Oireachtas Joint and Select Committees

Tuesday, 14 April 2015

Joint Oireachtas Committee on Agriculture, Food and the Marine

Basic Payment Scheme and GLAS: Discussion

2:00 pm

Photo of Andrew DoyleAndrew Doyle (Wicklow, Fine Gael) | Oireachtas source

I thank all members and witnesses. It has been a long session but there are many concrete and constructive proposals that have followed on from real, identifiable problems with this new concept. I wish to clarify a point for Mr. O'Donnell regarding land being made eligible over a period. There are portions of land currently deemed ineligible and I do not care what anybody says about heather being deemed eligible. We have parts of Wicklow uplands which are not grazable and which sheep will not go onto because of restrictive burning rules at the moment. It may be eligible but it is not in good agricultural or environmental condition.

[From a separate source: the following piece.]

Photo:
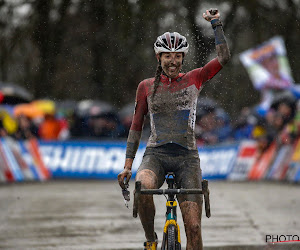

If the objective of the plan is to bring it into good agricultural and environmental condition, all of the land should be declarable at the outset. If it is not achieved at the end of a five-year plan then one should pay the consequences for the portion that does not achieve. That is the objective and that is what I was talking about when I referred to it. There are mixed messages and I have put down parliamentary questions to the Department of Agriculture, Food and the Marine and the Department of Arts, Heritage and the Gaeltacht to make sure the two Departments were talking to each other at the earlier stage once GLAS was approved. Mr. Punch mentioned the delegated act with the 50%. I can see the logic behind having 50% of a parcel. I myself had a small portion of ground with a red circle around it that, because of wet summers, was not in a position to go in on top. It was deemed to be ineligible but I had land to compensate it.

To be honest, one could not be bothered because it was too much grief to go through the process.

There are many anomalies in the system and there is an inconsistent approach. Subjectivity, inconsistency and a lack of clear guidelines are the problems affecting this area. I expect that the committee members will decide to invite the Department's officials to a meeting as soon as possible with a view to getting their opinions on it. The officials will have had the benefit of seeing the transcript of today's proceedings. There are many questions and many direct problems have been identified which must be addressed. That will probably be the basis of our engagement with them, which we hope will happen sooner rather than later.

Again, I thank everybody for attending. I believe Deputy Kyne mentioned the Burren earlier. If ever there was an example of how a rule that was made to be applied across the board cannot be applied in every scenario, the Burren is one. A derogation had to be made from the rules as they were applied at the time. Mr. O'Donnell mentioned his position on the commonage framework plans. That is another example in which a statutory instrument is introduced to be applied across the board without taking cognisance of individual cases. When we produced a report on commonage management plans, which we published in July 2013, the first thing we said was that the only definition of a commonage that applies to all commonages is land that is farmed in common by two or more landowners. After that there is own commonage, rented commonage and commonage by right or collop. There are a variety of types of commonage, so that must be defined. No two types were the same. I believe you said the average was 500 hectares, but an individual farmer would not necessarily be obliged to stock it all. He or she would be obliged to stock their share of it at 0.15, rather than the entire commonage. Is that correct?